ARRÊT DU MARDI 21 FEVRIER 2023



Appel d'un Jugement (N° R.G. 18/05306) rendu par le Tribunal judiciaire de GRENOBLE en date du 24 septembre 2020, suivant déclaration d'appel du 06 Novembre 2020





APPELANTE :



Compagnie d'assurance MACIF prise en la personne de son représentant légal en exercice domicilié en cette qualité aud...

N° RG 20/03469 - N° Portalis DBVM-V-B7E-KTLW

N° Minute :

C3

Copie exécutoire délivrée

le :

à

la SELARL CDMF AVOCATS

la SELARL BOYER-BESSON MANGIONE

AU NOM DU PEUPLE FRANÇAIS

COUR D'APPEL DE GRENOBLE

2ÈME CHAMBRE CIVILE

ARRÊT DU MARDI 21 FEVRIER 2023

Appel d'un Jugement (N° R.G. 18/05306) rendu par le Tribunal judiciaire de GRENOBLE en date du 24 septembre 2020, suivant déclaration d'appel du 06 Novembre 2020

APPELANTE :

Compagnie d'assurance MACIF prise en la personne de son représentant légal en exercice domicilié en cette qualité audit siège

[Adresse 2]

[Localité 5]

Représentée par Me Denis DREYFUS de la SELARL CDMF AVOCATS, avocat au barreau de GRENOBLE

INTIMÉE :

S.A.S. AUDRAS ET DELAUNOIS prise en la personne de son représentant légal en exercice domicilié en cette qualité audit siège

[Adresse 3]

[Localité 4]

Représentée par Me Audrey MANGIONE de la SELARL BOYER-BESSON MANGIONE, avocat au barreau de GRENOBLE

COMPOSITION DE LA COUR : LORS DU DÉLIBÉRÉ :

Mme Emmanuèle Cardona, présidente

M. Laurent Grava, conseiller,

Mme Anne-Laure Pliskine, conseillère

DÉBATS :

A l'audience publique du 06 décembre 2022, Anne-Laure Pliskine, conseillère, qui a fait son rapport, assistée de Caroline Bertolo, greffière, en présence de Catherine Silvan, greffière stagiaire, a entendu seule les avocats en leurs conclusions, les parties ne s'y étant pas opposées conformément aux dispositions des articles 805 et 907 du code de procédure civile.

Il en a rendu compte à la Cour dans son délibéré et l'arrêt a été rendu à l'audience de ce jour.

EXPOSÉ DU LITIGE

Dans la nuit du 28 au 29 mars 2011, un incendie s'est déclaré dans l'immeuble en copropriété du [Adresse 1]. A cette occasion, la toiture de l'immeuble a été entièrement détruite et d'importants dégâts ont été engendrés dans les appartements (notamment ceux situés sous les greniers au 3ème étage) et les parties communes.

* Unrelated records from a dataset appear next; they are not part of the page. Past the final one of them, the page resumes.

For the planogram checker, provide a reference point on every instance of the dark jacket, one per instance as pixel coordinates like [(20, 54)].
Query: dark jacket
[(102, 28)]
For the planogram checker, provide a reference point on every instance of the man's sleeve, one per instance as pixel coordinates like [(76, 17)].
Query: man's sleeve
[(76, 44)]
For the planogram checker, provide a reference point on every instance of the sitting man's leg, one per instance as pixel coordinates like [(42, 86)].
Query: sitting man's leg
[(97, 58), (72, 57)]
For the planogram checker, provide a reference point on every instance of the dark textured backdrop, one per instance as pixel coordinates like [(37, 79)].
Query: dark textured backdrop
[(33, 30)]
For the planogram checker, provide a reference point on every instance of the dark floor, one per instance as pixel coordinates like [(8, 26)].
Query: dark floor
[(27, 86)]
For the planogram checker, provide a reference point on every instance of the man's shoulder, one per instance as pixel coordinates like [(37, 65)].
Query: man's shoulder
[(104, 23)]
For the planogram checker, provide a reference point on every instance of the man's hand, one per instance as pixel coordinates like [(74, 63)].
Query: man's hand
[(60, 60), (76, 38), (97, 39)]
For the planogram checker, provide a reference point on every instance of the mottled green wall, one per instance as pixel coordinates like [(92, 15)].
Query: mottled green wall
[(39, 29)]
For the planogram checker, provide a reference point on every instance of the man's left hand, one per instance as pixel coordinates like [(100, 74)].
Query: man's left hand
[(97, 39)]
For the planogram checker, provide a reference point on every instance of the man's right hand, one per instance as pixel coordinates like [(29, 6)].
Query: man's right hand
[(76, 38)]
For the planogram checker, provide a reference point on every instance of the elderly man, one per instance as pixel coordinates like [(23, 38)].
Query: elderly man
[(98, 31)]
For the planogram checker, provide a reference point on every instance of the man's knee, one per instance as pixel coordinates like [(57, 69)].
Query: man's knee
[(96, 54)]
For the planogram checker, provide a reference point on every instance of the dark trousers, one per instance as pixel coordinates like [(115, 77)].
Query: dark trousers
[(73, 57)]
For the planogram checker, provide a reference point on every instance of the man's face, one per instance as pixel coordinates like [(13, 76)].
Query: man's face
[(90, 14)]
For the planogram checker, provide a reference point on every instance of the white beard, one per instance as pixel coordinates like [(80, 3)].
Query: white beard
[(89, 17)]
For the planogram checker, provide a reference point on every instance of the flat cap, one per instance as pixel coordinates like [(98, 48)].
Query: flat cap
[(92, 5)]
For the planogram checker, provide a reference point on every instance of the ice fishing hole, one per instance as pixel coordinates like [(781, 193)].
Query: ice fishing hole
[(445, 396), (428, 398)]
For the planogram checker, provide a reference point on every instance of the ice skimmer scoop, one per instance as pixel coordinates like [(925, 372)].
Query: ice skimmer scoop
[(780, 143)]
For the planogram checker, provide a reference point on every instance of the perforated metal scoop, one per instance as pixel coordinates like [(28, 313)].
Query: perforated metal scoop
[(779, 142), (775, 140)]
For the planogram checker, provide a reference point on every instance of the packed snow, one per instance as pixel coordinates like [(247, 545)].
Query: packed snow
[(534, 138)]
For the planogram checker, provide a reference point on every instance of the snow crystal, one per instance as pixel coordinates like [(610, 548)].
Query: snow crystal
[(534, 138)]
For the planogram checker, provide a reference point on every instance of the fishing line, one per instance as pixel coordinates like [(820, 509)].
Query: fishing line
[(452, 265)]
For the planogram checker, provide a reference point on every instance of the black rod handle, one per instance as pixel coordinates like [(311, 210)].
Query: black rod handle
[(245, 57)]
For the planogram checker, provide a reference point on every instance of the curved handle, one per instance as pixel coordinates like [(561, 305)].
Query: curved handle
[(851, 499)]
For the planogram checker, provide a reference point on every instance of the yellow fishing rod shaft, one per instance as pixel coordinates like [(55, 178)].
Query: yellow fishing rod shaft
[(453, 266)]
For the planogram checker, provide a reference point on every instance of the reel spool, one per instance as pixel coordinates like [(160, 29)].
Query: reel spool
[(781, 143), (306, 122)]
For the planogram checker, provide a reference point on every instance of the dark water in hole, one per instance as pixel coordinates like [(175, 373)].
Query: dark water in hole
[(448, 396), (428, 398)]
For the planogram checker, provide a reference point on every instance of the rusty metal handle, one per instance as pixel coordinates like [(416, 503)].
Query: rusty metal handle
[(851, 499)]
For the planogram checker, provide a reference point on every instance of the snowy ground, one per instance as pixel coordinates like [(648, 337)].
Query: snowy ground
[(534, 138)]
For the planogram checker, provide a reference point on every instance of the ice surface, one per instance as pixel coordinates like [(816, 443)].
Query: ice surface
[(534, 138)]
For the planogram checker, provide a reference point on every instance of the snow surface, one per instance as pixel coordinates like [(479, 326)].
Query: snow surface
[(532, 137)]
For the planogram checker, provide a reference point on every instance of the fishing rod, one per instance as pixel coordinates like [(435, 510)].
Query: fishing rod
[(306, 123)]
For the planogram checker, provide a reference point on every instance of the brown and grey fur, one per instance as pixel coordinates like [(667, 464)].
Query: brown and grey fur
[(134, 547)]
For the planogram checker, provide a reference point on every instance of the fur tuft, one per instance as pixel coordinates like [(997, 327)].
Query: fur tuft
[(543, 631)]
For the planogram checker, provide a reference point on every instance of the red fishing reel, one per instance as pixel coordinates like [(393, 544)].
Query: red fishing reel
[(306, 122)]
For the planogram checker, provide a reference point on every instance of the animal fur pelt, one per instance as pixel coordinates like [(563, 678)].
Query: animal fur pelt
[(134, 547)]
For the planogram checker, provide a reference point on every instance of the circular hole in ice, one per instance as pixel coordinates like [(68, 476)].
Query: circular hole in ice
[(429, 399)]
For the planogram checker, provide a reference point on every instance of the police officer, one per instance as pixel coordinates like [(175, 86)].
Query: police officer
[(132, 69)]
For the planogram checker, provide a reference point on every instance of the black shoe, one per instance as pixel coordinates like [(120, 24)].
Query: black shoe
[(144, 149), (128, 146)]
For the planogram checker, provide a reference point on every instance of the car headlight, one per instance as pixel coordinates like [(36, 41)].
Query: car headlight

Par un jugement du 11 décembre 2012, le tribunal pour enfants de Grenoble a déclaré le mineur [M] [S] coupable des faits de dégradation ou détérioration du bien d'autrui par un moyen dangereux pour les personnes.

Sur l'action civile, le tribunal a notamment déclaré recevable la constitution de partie civile du syndicat de copropriétaires de l'immeuble du [Adresse 1].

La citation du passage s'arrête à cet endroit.